Large-dimensional Central Limit Theorem with Fourth-moment Error Bounds on Convex Sets and Balls

TL;DR

This paper establishes a large-dimensional Gaussian approximation for sums of independent vectors with fourth-moment error bounds on convex sets and balls, improving classical bounds and discussing bootstrap applications.

Contribution

It provides near-optimal fourth-moment bounds for Gaussian approximation in high dimensions, with improved dependence on dimension and sample size, using Stein's method.

Findings

Bounds have near-optimal dependence on n

Improved dependence on the dimension d

Valid Gaussian approximation if and only if d=o(n)

Abstract

We prove the large-dimensional Gaussian approximation of a sum of $n$ independent random vectors in $\mathbb{R}^d$ together with fourth-moment error bounds on convex sets and Euclidean balls.

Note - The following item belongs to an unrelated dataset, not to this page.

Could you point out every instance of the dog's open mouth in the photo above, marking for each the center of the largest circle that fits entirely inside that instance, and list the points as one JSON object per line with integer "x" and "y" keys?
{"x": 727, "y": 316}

We show that compared with classical third-moment bounds, our bounds have near-optimal dependence on $n$ and can achieve improved dependence on the dimension $d$. For centered balls, we obtain an additional error bound that has a sub-optimal dependence on $n$, but recovers the known result of the validity of the Gaussian approximation if and only if $d=o(n)$. We discuss an application to the bootstrap. We prove our main results using Stein's method.